The preparation of electrode activity layer

[0088] use following preparation method to prepare the exemplary composition numbering 9 of following table 1 (for example, referring to) of electrode activity layer 42.Described amount is representational, and described amount and ratio can change.

[0089] distilled water (500g) is put into greatly in (at least about 1.5 liters) beaker.With active carbon powder (150g

G-60, American Norit) or equivalent add to lentamente in the distilled water, mix lentamente, with moistening mixture.Use the propeller-type blender, (that is, whirlpool does not contact hybrid blade) sets up stable whirlpool under situation about air not being attracted in the fluid, and mixes about 20 minutes.(last about 30 seconds) lentamente with about 250 20%KMnO that restrain ₄Solution adds in the mixture, and this mixture was stirred 30 minutes.(last about 1 minute) very lentamente and add 25ccPTFE suspension (

30b DuPont).Stir and continued 30 minutes, keep whirlpool simultaneously, and do not allow air to attracted in the fluid.The mixture very thickness that originally becomes, as long as the PTFE particle is adhered on the carbon particle in the mixture, viscosity just diminishes then.Mixture is filtered in big buchner funnel, and transfer in the non-aggressive dish.In open container, with mixture 75 ℃ preheated in the ventilated drying oven drying at least 24 hours, then further in open container, 120 ℃ preheat in the baking oven dry 12 hours.Lid is placed on the basin, and is lower than after 100 ℃ being cooled to, container is placed in the sealed plastic bag.

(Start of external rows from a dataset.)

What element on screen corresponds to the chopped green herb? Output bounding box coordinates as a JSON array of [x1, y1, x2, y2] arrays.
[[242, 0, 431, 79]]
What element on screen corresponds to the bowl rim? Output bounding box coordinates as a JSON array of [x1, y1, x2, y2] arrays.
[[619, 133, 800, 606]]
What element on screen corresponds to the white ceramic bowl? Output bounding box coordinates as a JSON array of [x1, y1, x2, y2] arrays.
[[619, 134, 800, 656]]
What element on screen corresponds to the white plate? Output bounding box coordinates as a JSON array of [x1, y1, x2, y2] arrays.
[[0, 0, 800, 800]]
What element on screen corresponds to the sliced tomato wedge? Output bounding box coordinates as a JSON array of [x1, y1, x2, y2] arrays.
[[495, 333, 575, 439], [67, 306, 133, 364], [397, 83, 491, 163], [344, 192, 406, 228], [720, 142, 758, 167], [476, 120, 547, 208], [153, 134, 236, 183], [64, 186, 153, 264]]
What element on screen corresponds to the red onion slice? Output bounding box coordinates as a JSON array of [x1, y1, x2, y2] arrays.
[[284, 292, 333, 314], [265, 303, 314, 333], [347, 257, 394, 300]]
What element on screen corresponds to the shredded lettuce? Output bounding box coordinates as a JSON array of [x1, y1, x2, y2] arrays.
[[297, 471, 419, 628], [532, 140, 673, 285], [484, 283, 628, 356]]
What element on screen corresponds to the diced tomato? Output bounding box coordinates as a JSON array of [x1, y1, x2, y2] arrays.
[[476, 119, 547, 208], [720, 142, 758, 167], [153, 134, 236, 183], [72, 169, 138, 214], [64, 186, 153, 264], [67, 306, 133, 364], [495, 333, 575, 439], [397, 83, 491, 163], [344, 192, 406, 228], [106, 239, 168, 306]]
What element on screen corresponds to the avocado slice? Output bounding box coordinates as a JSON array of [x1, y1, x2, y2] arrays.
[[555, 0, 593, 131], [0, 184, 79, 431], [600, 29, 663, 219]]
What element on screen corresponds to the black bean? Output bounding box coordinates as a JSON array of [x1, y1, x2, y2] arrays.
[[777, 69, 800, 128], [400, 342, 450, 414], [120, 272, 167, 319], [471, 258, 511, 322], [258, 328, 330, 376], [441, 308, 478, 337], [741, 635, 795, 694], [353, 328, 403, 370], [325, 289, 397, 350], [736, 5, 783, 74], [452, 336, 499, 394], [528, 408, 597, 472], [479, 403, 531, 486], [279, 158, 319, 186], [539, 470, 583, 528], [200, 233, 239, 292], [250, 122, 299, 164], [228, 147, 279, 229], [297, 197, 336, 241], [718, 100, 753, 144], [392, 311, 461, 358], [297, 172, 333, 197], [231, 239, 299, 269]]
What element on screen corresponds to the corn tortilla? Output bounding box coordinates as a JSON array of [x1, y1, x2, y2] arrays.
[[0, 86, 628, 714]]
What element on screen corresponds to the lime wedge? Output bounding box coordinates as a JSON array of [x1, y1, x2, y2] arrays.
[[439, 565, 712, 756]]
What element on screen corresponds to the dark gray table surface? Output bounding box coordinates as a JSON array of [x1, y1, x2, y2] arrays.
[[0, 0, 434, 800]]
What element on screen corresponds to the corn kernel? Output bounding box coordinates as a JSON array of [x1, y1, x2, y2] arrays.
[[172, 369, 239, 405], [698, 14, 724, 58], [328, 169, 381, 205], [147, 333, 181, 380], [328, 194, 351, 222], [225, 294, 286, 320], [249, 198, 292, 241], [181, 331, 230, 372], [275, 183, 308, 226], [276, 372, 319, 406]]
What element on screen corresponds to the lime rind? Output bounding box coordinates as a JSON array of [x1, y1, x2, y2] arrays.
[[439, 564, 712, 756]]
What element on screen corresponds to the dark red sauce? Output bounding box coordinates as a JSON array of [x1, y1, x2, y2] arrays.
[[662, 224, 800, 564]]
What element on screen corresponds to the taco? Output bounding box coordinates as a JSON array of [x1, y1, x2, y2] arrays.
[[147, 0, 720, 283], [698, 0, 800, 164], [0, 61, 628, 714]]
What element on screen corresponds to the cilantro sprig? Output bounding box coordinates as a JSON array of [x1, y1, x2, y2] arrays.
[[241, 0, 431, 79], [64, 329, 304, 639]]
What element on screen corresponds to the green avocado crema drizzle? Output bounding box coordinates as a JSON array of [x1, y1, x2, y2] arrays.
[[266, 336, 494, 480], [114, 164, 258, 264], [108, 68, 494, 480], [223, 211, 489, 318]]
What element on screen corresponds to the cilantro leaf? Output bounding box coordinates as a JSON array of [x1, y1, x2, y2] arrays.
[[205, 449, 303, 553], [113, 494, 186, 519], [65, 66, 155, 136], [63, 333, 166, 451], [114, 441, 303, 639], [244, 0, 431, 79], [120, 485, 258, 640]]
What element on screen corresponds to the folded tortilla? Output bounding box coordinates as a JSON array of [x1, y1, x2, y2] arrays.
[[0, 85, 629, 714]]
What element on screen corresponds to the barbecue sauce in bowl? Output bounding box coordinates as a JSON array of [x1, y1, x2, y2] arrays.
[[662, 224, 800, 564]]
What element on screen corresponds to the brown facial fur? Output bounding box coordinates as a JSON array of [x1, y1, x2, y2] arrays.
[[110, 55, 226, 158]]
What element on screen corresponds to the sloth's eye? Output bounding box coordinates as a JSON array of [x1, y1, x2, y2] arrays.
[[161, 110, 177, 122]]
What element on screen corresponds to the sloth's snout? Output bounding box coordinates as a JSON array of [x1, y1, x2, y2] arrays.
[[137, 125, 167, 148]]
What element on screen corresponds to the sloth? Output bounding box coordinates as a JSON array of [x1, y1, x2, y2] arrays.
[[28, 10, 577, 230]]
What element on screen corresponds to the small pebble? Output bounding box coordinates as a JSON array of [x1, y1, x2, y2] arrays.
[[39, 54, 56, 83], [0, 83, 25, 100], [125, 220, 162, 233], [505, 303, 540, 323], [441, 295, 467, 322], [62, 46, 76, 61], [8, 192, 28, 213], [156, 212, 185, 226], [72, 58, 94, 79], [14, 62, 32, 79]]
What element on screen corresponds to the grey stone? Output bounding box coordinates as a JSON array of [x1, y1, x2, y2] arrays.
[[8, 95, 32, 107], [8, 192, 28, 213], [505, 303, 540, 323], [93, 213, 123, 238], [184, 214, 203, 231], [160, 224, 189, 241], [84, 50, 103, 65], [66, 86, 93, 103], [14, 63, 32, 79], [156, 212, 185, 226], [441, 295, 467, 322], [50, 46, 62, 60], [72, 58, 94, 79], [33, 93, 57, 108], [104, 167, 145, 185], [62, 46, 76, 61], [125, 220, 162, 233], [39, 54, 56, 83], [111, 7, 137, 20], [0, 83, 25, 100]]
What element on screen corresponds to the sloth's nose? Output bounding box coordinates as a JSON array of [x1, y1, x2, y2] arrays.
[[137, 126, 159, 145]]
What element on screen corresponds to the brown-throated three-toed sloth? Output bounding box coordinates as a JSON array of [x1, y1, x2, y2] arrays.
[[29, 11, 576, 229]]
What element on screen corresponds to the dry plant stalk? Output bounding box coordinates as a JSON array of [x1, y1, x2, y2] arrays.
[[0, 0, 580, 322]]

[0090] after cooling off fully,, adds about 10% catalytic nanoparticles based on the weight of total mixture.With this mixture the blender and mixing of very high shear about 30 seconds to about 5 minutes.

Embodiment 3

The methyl alcohol preparation method of electrode activity layer

[0091] Xia Mian methyl alcohol preparation method forms the exemplary preferred composition (referring to Fig. 7) of electrode activity layer 42.Described amount is representational, and described amount and ratio can change.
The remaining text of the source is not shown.